Speaking at the Muhoroni scene in June last year, KPC operations and maintenance manager Peter Mbugua admitted the detection system in place could not detect seepage of up to 10 per cent of the product pumped at high speeds.

KPC officials responding to a reported leakage from the pipe stumbled on a freshly installed oil siphoning network that could have dwarfed the Muhoroni racket.

An over 1.3 kilometre pipeline led to an incomplete light cottage factory from where the cartel would have operated a loading ramp or pumped the fuel further to a nearby petrol station, according to investigators’ preliminary reports.  A 70-metre tunnel from a remote napier grass planation which also served as a tree nursery led to the 6-inch high velocity pipeline.

The two pipes leading to the loading ramp ran parallel to a Kisumu water service provide line, a move that could have been calculated at masking the operation.

Valve attached to the main Kenya Pipeline line from its Nairobi depot to Kisumu. The mastermind of the siphoning has not been arrested. [Denish Ochieng, Standard]

Kisumu Depot manager Herman Munga explained that from their preliminary observations, the crooks were using the shed inside plantation to access and control the valve on the high pressure line.

“We think the pipes they were using to ferry the fuel down to the planned loading bay gave burst under pressure, exposing the syndicate,” he said.
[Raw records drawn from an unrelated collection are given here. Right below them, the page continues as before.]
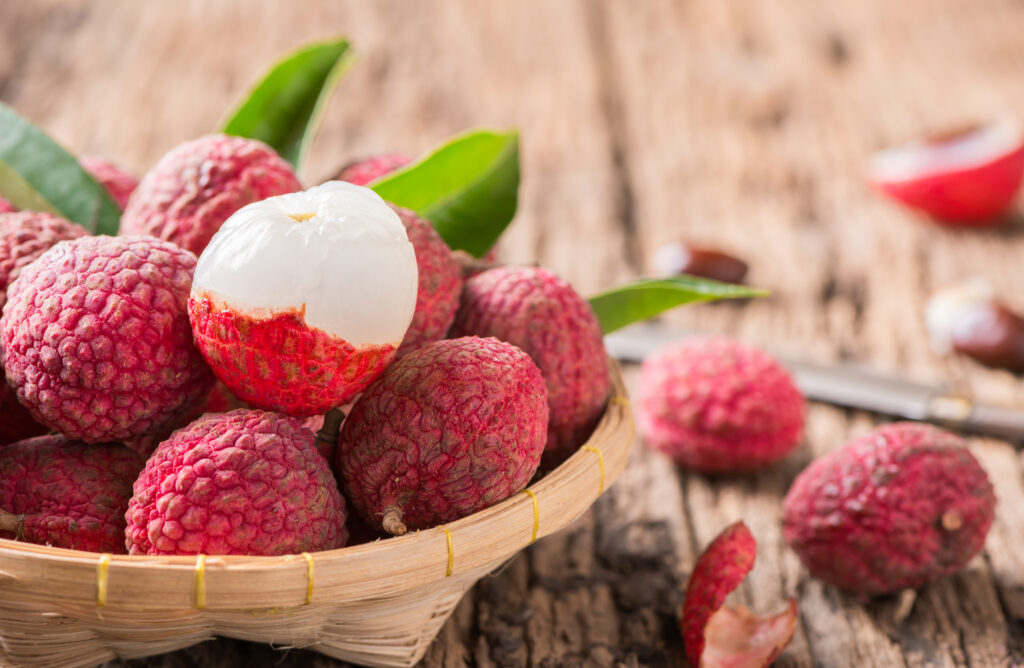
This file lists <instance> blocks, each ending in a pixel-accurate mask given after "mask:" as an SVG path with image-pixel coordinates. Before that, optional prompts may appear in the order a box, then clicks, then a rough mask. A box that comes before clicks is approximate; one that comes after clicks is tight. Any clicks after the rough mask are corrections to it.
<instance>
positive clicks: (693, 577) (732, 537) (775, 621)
mask: <svg viewBox="0 0 1024 668" xmlns="http://www.w3.org/2000/svg"><path fill="white" fill-rule="evenodd" d="M756 556H757V543H756V542H755V540H754V536H752V535H751V532H750V530H749V529H748V528H746V525H744V524H743V523H742V521H737V523H735V524H733V525H730V526H729V527H727V528H726V529H725V531H723V532H722V533H721V534H719V536H718V538H716V539H715V540H714V541H712V543H711V544H710V545H709V546H708V547H707V548H706V549H705V551H703V552H702V553H701V554H700V557H699V558H698V559H697V562H696V566H694V567H693V573H691V574H690V581H689V583H688V584H687V586H686V600H685V601H684V602H683V610H682V613H681V620H682V621H681V627H682V632H683V640H684V642H685V644H686V658H687V660H689V662H690V665H691V666H694V667H696V666H700V667H701V668H759V667H761V666H769V665H771V662H772V661H774V660H775V659H776V658H777V657H778V655H779V654H780V653H781V652H782V650H784V649H785V645H787V644H788V643H790V640H792V639H793V634H794V632H795V631H796V630H797V601H796V599H795V598H792V597H791V598H790V604H788V607H787V608H786V610H784V611H782V612H781V613H778V614H777V615H772V616H770V617H759V616H757V615H755V614H754V613H752V612H751V611H749V610H748V609H746V608H744V607H742V606H737V607H736V608H735V609H733V608H730V607H729V606H723V603H724V602H725V598H726V596H727V595H728V594H729V593H730V592H732V591H733V590H734V589H735V588H736V587H738V586H739V583H741V582H742V581H743V578H745V577H746V574H748V573H750V572H751V569H753V568H754V559H755V558H756Z"/></svg>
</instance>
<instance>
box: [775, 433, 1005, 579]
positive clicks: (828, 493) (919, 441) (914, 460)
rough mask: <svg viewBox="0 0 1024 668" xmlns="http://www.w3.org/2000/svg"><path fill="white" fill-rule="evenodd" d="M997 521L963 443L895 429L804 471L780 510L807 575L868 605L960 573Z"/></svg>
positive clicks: (980, 474)
mask: <svg viewBox="0 0 1024 668" xmlns="http://www.w3.org/2000/svg"><path fill="white" fill-rule="evenodd" d="M994 512H995V495H994V492H993V490H992V485H991V483H990V482H989V479H988V475H987V474H986V473H985V470H984V469H983V468H982V467H981V465H980V464H979V463H978V461H977V460H976V459H975V458H974V456H973V455H972V454H971V452H970V450H968V449H967V447H966V444H965V442H964V441H963V440H962V439H961V437H959V436H957V435H955V434H953V433H950V432H949V431H946V430H944V429H940V428H938V427H934V426H931V425H928V424H920V423H913V422H896V423H893V424H888V425H885V426H883V427H880V428H878V429H876V430H874V431H871V432H869V433H867V434H864V435H863V436H860V437H858V439H854V440H853V441H851V442H850V443H848V444H847V445H845V446H844V447H842V448H840V449H839V450H836V451H833V452H830V453H828V454H826V455H824V456H822V457H819V458H818V459H816V460H815V461H814V462H812V463H811V465H810V466H808V467H807V468H806V469H804V471H803V472H801V474H800V475H799V476H797V479H796V481H794V483H793V486H792V487H791V488H790V492H788V493H787V494H786V496H785V499H784V500H783V502H782V530H783V535H784V536H785V540H786V542H787V543H788V544H790V546H791V547H792V548H793V549H794V551H796V552H797V554H798V555H799V556H800V558H801V560H802V561H803V562H804V565H805V566H806V567H807V569H808V571H810V572H811V575H813V576H814V577H816V578H819V579H821V580H824V581H825V582H828V583H830V584H833V585H836V586H837V587H840V588H842V589H846V590H848V591H852V592H855V593H861V594H869V595H871V594H884V593H891V592H896V591H899V590H901V589H907V588H915V587H919V586H921V585H924V584H926V583H928V582H931V581H933V580H936V579H937V578H940V577H943V576H947V575H951V574H953V573H955V572H957V571H959V570H961V569H962V568H964V566H965V565H966V563H967V562H968V561H969V560H970V559H971V558H972V557H973V556H974V555H975V554H977V553H978V552H979V551H980V550H981V548H982V547H983V546H984V543H985V536H986V535H987V533H988V529H989V527H990V526H991V524H992V519H993V517H994Z"/></svg>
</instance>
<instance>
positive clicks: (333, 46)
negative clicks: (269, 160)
mask: <svg viewBox="0 0 1024 668" xmlns="http://www.w3.org/2000/svg"><path fill="white" fill-rule="evenodd" d="M351 64H352V49H351V48H350V47H349V44H348V40H345V39H336V40H332V41H329V42H317V43H314V44H309V45H307V46H304V47H302V48H301V49H299V50H298V51H295V52H294V53H291V54H289V55H288V56H286V57H285V58H284V59H282V60H280V61H279V62H278V64H276V65H274V66H273V67H272V68H271V69H270V71H269V72H267V73H266V75H265V76H264V77H263V79H262V80H261V81H260V82H259V83H258V84H256V87H255V88H253V90H252V92H250V93H249V96H248V97H247V98H246V99H245V100H243V101H242V103H241V105H239V108H238V109H237V110H236V111H234V113H233V114H231V117H230V118H229V119H228V120H227V122H226V123H224V126H223V132H224V133H225V134H233V135H238V136H242V137H249V138H251V139H259V140H260V141H262V142H264V143H266V144H268V145H270V147H271V148H272V149H273V150H274V151H276V152H278V153H279V154H280V155H281V157H282V158H284V159H285V160H287V161H288V162H290V163H292V165H293V166H295V168H296V169H298V168H299V166H300V165H301V164H302V159H303V157H305V154H306V150H307V149H308V148H309V144H310V143H311V142H312V139H313V135H315V134H316V128H317V127H319V121H321V118H322V117H323V116H324V111H325V110H326V109H327V103H328V101H329V100H330V97H331V93H332V92H333V91H334V87H335V85H337V83H338V81H339V80H340V79H341V76H342V75H343V74H344V73H345V72H346V71H347V70H348V68H349V67H350V66H351Z"/></svg>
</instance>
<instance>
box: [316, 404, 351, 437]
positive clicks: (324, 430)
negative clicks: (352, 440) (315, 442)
mask: <svg viewBox="0 0 1024 668" xmlns="http://www.w3.org/2000/svg"><path fill="white" fill-rule="evenodd" d="M344 421H345V413H344V411H342V410H341V409H340V408H333V409H331V410H330V411H328V412H327V414H326V415H325V416H324V426H322V427H321V428H319V431H317V432H316V440H317V441H319V442H321V443H324V444H327V445H328V446H334V445H335V444H336V443H338V434H339V433H341V423H342V422H344Z"/></svg>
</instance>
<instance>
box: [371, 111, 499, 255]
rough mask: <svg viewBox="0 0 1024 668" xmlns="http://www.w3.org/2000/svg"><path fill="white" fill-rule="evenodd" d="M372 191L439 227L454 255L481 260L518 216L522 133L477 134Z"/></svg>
mask: <svg viewBox="0 0 1024 668" xmlns="http://www.w3.org/2000/svg"><path fill="white" fill-rule="evenodd" d="M370 187H372V189H373V190H374V191H376V192H377V194H378V195H380V196H381V197H382V198H384V199H385V200H387V201H388V202H392V203H394V204H397V205H398V206H402V207H406V208H407V209H412V210H413V211H416V212H417V213H418V214H420V215H421V216H423V217H424V218H426V219H427V220H429V221H430V222H431V223H433V225H434V228H436V229H437V234H439V235H440V236H441V239H443V240H444V241H445V243H447V245H449V246H450V247H451V248H452V249H453V250H464V251H466V252H468V253H471V254H472V255H474V256H476V257H480V256H481V255H483V254H484V253H486V252H487V251H488V250H489V249H490V247H492V246H494V245H495V242H496V241H498V238H499V237H500V236H501V235H502V233H503V232H505V227H507V226H508V224H509V222H511V221H512V217H513V216H514V215H515V210H516V206H517V203H518V197H519V133H518V132H516V131H515V130H510V131H505V132H501V131H494V130H471V131H469V132H466V133H464V134H461V135H458V136H456V137H454V138H452V139H450V140H449V141H446V142H445V143H444V144H442V145H441V147H440V148H438V149H436V150H435V151H433V152H432V153H430V154H429V155H427V156H426V157H424V158H422V159H420V160H418V161H416V162H414V163H412V164H410V165H407V166H406V167H402V168H401V169H398V170H396V171H393V172H391V173H389V174H385V175H384V176H382V177H381V178H378V179H377V180H376V181H374V182H372V183H370Z"/></svg>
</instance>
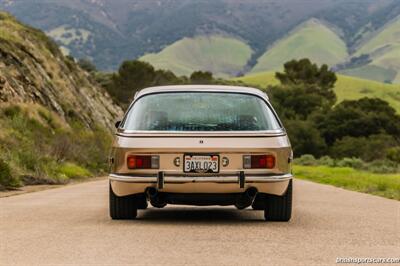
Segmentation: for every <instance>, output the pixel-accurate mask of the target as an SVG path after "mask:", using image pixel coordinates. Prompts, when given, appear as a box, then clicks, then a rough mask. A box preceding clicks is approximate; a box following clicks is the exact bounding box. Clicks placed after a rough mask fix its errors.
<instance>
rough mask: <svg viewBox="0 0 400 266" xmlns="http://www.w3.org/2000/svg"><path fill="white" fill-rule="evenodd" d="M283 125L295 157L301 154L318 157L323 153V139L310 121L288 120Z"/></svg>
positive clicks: (324, 150) (323, 144)
mask: <svg viewBox="0 0 400 266" xmlns="http://www.w3.org/2000/svg"><path fill="white" fill-rule="evenodd" d="M285 126H286V130H287V132H288V135H289V138H290V142H291V144H292V148H293V153H294V155H295V156H296V157H299V156H301V155H303V154H312V155H314V156H316V157H319V156H321V155H324V154H325V152H326V144H325V141H324V139H323V138H322V137H321V135H320V133H319V131H318V129H317V128H316V127H315V125H314V124H313V123H312V122H311V121H304V120H288V121H286V123H285Z"/></svg>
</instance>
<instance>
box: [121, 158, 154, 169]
mask: <svg viewBox="0 0 400 266" xmlns="http://www.w3.org/2000/svg"><path fill="white" fill-rule="evenodd" d="M158 161H159V159H158V156H151V155H129V156H128V158H127V166H128V168H129V169H152V168H158Z"/></svg>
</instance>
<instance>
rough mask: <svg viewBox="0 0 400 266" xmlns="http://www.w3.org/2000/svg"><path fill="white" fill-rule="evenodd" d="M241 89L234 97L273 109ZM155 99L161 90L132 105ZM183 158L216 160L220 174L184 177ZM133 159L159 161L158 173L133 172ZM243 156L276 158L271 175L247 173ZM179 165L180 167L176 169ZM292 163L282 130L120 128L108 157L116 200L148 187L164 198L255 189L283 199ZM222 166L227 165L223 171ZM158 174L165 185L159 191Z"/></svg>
mask: <svg viewBox="0 0 400 266" xmlns="http://www.w3.org/2000/svg"><path fill="white" fill-rule="evenodd" d="M238 88H239V89H238ZM238 88H235V90H236V91H235V93H242V94H252V95H254V96H256V97H259V98H262V99H263V100H264V101H265V103H266V104H267V105H269V103H268V97H267V96H266V95H265V94H264V93H262V92H261V91H259V90H255V89H251V88H242V89H240V87H238ZM182 89H184V90H190V91H200V90H201V91H223V92H232V88H231V87H228V88H226V87H218V86H212V87H207V88H204V86H198V87H196V86H189V87H187V88H186V87H185V88H182ZM170 91H172V92H174V91H176V89H175V88H174V87H165V88H162V89H161V93H168V92H170ZM155 93H160V89H158V88H150V89H146V90H144V91H141V92H140V93H139V94H137V95H136V97H135V100H134V102H133V104H134V103H135V101H136V100H138V99H139V98H140V97H144V96H145V95H146V94H155ZM269 106H270V105H269ZM131 107H132V105H131ZM271 109H272V108H271ZM272 110H273V109H272ZM275 115H276V114H275ZM278 120H279V119H278ZM279 123H280V122H279ZM185 154H189V155H193V154H196V155H197V154H199V155H218V158H219V171H218V173H186V172H184V166H183V164H184V156H185ZM130 155H158V156H159V168H158V169H129V168H128V167H127V158H128V156H130ZM244 155H273V156H274V157H275V166H274V167H273V168H271V169H266V168H264V169H245V168H244V160H243V156H244ZM177 160H178V161H179V162H180V163H179V164H177V163H176V162H177ZM291 160H292V149H291V146H290V142H289V139H288V137H287V135H286V132H285V130H284V129H283V128H282V129H279V130H268V131H220V132H217V131H216V132H201V131H200V132H190V131H188V132H169V131H158V132H157V131H151V132H150V131H149V132H146V131H129V130H124V129H121V128H119V129H118V130H117V134H116V137H115V139H114V142H113V148H112V152H111V156H110V162H111V164H110V173H111V174H110V183H111V187H112V189H113V191H114V193H115V194H116V195H117V196H125V195H131V194H136V193H144V192H145V191H146V189H147V188H149V187H155V188H158V189H159V191H160V192H165V193H243V192H244V191H246V189H248V188H250V187H255V188H256V189H257V190H258V192H262V193H268V194H275V195H282V194H284V193H285V191H286V189H287V187H288V184H289V181H290V179H291V178H292V176H291ZM222 161H224V162H225V164H224V165H223V163H222ZM226 162H228V163H227V164H226ZM160 172H162V173H163V176H164V179H165V180H164V179H163V182H165V184H164V185H163V186H162V187H161V188H159V187H158V186H159V184H158V175H159V173H160ZM240 175H244V177H245V183H244V184H242V185H239V183H240V182H241V179H240V178H241V177H240Z"/></svg>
Although he was not sure how long the infiltration had been going, had been going on, the pipe seemed freshly laid.

Courting death

In Kisumu Hundreds of residents in Kisumu town Friday evening risked their lives as they scooped inflammable fuel from the burst Pipeline

They dangerously waded into flooded fields with jerrycans to scoop the fuel in Kibos, oblivious of the danger they were walling into.

Police had to drive away the residents had arrived with containers to help themselves to the oil sipping from the Nakuru-Kisumu pipeline yesterday evening.

The KPC managing director Joe Sang yesterday said in a statement it had rushed engineers to the scene to repair the pipeline.

The company’s safety and environment team later took over the site to prevent the product from spreading further.

“We urge the residents who are in close proximity to the leak area to immediately move to safer areas to enable KPC undertake the repairs to minimize danger,” said Sang,

The company, he said, was working with the police to trace the source of the leak and arrest those behind the racket. A compressor use in the racket is in police custody.

Kisumu Central OCPD Meshack Kiptum said investigations had commenced and the owner of the two parcels of land were being pursued, as was the trader behind the racket.

He said the spillage will not affect supply in the region: “We assure all our customers and Kenyans at large that this incident does not affect our stock levels. We have sufficient stocks for all the grades across our depots countrywide. We will continue to share regular updates with regard to this incident”.